JC: I’m sure I’ll regret these words, but I’ll take Bonello’s hookers any day over the shrill fishwife played by the usually wonderful Rachel McAdams in “Midnight in Paris.” But you’re right to mention “The Artist,” which, along with Aki Kaurismaki’s “Le Havre,” drew some of the warmest applause of the festival, and with good reason; it was a relief to see two beautifully executed comedies after eight days of sexual debasement, child abuse and bad parenting.

Speaking of which, I guess we need to talk about “We Need to Talk About Kevin,” which I found more effective as a reassertion of Lynne Ramsay’s filmmaking chops than as a portrait of maternal pathology. Back to Malick for a moment: Leaving aside whatever it might be saying about life, death and the cosmos, “Tree of Life” expresses so much about what it’s like to be a child and what it means to be a parent. “Kevin,” arresting as it is, finally strikes me as a bad-seed thriller that substitutes stylization for insight.

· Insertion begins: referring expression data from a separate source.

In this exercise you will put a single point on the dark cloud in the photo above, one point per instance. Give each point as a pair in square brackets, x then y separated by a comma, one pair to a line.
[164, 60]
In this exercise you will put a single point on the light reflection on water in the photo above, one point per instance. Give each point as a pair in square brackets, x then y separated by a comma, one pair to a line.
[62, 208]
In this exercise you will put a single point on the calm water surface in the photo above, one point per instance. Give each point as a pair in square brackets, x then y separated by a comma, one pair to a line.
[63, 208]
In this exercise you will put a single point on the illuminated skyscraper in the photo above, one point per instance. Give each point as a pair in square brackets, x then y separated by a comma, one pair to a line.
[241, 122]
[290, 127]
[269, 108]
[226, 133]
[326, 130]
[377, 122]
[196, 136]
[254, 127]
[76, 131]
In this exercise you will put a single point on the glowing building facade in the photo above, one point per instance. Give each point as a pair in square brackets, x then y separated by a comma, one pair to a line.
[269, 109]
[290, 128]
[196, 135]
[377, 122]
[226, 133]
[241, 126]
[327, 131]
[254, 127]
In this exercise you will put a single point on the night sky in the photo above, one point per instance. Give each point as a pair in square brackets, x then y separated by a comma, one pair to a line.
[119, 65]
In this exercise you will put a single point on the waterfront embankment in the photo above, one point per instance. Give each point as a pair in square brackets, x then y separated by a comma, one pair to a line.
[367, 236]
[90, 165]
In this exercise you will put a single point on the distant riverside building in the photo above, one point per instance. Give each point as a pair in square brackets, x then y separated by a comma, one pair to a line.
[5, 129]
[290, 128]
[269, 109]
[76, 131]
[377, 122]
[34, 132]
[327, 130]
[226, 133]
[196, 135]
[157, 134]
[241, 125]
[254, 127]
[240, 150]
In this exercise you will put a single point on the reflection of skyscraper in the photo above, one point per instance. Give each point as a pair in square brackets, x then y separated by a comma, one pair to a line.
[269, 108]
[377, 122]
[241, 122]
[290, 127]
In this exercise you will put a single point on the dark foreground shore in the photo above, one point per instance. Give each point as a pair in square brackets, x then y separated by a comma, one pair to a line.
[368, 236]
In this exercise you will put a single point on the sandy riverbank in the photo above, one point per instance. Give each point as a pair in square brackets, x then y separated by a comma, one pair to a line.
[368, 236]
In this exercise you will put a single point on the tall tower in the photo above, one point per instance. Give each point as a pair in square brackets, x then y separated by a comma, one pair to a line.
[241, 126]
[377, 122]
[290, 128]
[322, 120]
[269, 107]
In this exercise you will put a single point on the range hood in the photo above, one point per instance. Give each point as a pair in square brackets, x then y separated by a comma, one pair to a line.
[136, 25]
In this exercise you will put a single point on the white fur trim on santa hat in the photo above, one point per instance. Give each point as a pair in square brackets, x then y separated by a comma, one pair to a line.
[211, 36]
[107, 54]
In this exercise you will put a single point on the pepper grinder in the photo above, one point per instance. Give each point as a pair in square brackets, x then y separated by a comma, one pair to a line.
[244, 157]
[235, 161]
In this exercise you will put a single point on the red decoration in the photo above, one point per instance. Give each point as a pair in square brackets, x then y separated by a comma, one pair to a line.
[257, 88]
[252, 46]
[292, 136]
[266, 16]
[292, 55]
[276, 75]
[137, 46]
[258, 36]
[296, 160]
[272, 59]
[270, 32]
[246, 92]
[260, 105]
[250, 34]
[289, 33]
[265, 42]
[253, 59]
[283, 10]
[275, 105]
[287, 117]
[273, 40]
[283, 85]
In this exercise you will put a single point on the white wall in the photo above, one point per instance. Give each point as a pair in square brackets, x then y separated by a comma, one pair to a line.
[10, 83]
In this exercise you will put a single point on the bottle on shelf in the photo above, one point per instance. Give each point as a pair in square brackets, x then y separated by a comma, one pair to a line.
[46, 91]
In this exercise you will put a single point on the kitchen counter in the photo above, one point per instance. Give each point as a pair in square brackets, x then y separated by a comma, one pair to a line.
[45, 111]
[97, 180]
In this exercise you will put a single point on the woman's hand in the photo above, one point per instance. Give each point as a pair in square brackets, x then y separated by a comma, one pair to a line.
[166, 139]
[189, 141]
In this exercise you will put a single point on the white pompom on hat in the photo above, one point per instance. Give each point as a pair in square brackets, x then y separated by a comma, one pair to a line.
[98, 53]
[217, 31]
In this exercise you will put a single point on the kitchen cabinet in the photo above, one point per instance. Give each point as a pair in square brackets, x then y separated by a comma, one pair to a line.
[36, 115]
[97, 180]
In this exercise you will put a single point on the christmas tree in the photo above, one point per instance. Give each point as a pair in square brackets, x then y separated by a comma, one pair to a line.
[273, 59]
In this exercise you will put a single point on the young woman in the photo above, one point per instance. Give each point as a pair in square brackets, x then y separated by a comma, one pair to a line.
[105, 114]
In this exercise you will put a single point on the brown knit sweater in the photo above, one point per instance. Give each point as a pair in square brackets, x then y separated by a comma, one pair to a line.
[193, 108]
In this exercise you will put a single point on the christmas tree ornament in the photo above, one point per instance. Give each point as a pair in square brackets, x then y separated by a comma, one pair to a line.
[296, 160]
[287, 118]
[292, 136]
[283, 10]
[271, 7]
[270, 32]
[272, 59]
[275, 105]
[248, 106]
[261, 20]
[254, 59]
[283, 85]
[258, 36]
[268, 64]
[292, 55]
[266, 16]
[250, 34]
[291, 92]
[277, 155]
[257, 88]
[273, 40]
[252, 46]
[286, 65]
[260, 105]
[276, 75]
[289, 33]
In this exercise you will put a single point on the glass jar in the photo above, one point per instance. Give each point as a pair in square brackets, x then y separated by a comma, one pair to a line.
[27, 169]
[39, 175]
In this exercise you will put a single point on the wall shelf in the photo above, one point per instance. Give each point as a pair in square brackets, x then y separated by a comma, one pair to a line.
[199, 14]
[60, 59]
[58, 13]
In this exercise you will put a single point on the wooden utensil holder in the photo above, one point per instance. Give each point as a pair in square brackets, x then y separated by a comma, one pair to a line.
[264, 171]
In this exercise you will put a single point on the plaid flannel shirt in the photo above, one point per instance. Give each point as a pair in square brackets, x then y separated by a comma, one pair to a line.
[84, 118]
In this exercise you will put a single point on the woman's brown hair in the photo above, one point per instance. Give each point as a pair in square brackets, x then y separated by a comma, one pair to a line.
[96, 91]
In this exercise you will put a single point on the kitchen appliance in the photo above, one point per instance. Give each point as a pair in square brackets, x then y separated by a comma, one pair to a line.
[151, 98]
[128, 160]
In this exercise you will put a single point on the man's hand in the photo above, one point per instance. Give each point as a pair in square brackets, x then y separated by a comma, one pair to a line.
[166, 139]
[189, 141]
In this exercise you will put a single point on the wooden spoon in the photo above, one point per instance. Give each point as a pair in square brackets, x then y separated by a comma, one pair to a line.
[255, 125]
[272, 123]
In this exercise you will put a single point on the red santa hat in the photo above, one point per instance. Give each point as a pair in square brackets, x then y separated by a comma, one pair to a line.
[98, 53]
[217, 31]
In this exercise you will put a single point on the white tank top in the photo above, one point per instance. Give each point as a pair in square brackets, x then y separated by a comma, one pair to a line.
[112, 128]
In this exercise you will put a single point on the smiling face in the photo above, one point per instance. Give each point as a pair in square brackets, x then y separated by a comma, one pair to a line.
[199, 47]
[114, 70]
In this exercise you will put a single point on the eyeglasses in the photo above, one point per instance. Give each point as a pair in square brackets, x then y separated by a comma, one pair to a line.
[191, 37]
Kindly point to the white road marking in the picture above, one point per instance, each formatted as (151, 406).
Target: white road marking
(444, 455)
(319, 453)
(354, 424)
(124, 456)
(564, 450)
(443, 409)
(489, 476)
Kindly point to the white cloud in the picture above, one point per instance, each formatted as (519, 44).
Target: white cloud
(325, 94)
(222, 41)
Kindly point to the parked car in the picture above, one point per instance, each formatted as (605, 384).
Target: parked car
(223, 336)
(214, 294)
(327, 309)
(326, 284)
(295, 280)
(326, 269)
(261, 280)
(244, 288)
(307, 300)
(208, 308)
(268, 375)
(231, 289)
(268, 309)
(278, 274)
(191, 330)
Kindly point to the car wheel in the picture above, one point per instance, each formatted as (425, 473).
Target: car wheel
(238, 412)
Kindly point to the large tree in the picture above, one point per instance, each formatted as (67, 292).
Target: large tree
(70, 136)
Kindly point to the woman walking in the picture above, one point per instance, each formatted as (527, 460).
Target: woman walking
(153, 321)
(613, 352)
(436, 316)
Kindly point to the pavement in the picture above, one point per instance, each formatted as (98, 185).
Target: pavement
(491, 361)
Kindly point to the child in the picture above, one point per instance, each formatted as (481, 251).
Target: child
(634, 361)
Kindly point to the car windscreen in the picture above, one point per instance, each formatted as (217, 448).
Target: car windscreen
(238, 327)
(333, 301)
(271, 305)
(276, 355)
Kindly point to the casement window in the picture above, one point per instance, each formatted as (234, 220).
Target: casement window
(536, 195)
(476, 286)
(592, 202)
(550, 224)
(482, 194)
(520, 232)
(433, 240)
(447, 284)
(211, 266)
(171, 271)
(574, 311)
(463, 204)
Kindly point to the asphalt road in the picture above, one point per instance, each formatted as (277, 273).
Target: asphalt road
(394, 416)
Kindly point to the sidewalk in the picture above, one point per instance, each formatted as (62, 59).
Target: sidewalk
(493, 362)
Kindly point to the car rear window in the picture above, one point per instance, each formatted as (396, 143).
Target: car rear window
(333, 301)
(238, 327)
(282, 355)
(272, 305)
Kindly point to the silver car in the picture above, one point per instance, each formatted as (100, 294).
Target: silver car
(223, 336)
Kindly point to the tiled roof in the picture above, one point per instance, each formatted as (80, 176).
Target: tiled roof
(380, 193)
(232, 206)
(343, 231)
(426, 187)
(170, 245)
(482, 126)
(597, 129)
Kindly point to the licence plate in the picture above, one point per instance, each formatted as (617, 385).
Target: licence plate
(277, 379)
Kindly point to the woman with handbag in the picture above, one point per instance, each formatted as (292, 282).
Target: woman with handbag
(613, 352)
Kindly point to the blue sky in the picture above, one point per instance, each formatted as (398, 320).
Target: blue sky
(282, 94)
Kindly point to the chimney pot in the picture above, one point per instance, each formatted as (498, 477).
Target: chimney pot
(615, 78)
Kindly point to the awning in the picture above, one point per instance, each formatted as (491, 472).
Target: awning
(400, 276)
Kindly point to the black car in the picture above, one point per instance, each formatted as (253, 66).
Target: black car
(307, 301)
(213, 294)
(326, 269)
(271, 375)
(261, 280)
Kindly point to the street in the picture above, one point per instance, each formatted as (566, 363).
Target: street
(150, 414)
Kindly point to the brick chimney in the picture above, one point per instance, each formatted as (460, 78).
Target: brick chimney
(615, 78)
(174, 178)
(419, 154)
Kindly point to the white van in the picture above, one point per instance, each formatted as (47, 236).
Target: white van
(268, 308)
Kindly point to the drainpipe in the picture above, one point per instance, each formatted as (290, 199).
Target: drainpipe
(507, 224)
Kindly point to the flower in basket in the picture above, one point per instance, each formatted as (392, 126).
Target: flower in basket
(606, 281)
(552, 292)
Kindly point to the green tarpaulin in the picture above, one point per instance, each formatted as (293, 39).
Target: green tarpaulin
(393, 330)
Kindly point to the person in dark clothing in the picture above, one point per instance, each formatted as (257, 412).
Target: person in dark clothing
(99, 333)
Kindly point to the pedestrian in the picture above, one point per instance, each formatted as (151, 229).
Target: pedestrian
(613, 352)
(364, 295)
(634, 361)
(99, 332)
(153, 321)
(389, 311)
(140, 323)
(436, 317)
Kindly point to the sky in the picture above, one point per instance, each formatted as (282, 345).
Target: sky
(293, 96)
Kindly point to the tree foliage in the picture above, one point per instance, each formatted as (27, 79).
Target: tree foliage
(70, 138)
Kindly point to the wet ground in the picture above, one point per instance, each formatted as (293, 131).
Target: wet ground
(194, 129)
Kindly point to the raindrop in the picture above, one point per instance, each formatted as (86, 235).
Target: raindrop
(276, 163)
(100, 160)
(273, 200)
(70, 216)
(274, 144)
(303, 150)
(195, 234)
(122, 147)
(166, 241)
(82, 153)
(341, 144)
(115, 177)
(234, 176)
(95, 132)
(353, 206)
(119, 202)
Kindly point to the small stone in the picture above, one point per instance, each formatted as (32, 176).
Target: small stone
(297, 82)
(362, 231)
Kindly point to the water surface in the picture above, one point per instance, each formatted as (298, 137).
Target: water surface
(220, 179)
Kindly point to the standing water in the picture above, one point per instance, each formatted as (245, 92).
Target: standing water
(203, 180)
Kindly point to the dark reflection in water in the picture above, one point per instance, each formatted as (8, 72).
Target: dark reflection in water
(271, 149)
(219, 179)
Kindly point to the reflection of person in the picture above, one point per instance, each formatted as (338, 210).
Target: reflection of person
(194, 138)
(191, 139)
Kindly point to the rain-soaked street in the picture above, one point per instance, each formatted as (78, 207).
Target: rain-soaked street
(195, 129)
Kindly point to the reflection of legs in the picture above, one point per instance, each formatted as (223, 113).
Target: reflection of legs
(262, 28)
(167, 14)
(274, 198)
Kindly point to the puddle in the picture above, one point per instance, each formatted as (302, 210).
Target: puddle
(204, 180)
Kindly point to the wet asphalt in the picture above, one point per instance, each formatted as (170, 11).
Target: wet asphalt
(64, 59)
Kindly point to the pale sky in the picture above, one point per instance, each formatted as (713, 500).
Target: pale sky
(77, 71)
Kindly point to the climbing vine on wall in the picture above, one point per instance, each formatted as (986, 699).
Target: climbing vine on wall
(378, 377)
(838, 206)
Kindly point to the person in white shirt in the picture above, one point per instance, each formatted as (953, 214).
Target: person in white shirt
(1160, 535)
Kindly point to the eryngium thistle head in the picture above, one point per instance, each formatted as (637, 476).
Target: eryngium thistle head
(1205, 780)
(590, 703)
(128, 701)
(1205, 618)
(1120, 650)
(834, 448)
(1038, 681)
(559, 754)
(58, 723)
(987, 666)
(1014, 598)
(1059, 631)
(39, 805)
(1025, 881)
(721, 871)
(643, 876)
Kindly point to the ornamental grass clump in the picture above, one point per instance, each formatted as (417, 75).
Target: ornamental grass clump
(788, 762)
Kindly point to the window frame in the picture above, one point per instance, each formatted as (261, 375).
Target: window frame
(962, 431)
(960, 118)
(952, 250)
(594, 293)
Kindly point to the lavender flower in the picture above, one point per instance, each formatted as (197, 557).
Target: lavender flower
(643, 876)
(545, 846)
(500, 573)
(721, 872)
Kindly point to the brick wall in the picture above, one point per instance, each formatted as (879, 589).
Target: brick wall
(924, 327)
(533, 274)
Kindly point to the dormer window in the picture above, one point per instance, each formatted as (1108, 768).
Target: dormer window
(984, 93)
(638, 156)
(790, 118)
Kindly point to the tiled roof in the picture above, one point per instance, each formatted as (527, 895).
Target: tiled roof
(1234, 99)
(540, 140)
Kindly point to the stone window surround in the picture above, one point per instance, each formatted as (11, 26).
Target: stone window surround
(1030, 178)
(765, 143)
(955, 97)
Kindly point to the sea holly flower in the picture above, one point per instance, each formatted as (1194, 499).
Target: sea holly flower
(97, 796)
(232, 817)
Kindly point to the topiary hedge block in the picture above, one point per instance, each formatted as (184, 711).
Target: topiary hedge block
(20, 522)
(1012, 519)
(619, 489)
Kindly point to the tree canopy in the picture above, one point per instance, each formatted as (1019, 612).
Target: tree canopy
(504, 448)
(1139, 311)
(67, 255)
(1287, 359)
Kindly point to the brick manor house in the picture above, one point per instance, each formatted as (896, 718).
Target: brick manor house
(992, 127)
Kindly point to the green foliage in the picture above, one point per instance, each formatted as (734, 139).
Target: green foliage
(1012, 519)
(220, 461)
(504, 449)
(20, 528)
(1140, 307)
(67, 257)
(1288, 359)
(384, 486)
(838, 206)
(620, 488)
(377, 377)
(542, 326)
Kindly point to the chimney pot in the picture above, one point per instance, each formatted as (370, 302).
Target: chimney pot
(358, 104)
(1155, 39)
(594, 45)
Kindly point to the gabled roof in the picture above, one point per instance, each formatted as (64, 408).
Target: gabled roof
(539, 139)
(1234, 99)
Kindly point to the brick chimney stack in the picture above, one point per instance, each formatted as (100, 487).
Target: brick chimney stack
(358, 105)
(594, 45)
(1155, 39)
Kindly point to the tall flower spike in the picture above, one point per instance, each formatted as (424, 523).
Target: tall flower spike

PD: “Kevin” pairs nicely with “Tree of Life,” as both films endeavor to understand the unexplainable (why a child becomes a sociopath in “Kevin,” or how God can allow a boy to die in “Tree”). Clear-cut cause-and-effect dynamics drive most of the films we see during the rest of the year, which makes these two movies tough for audiences who expect everything to make sense. Ultimately, I find films that raise questions infinitely more interesting than those that suggest answers (unless the question is, “What the hell is going on?,” which exempts “Sleeping Beauty”), and Cannes has proven an exceptional forum for such challenging works so far.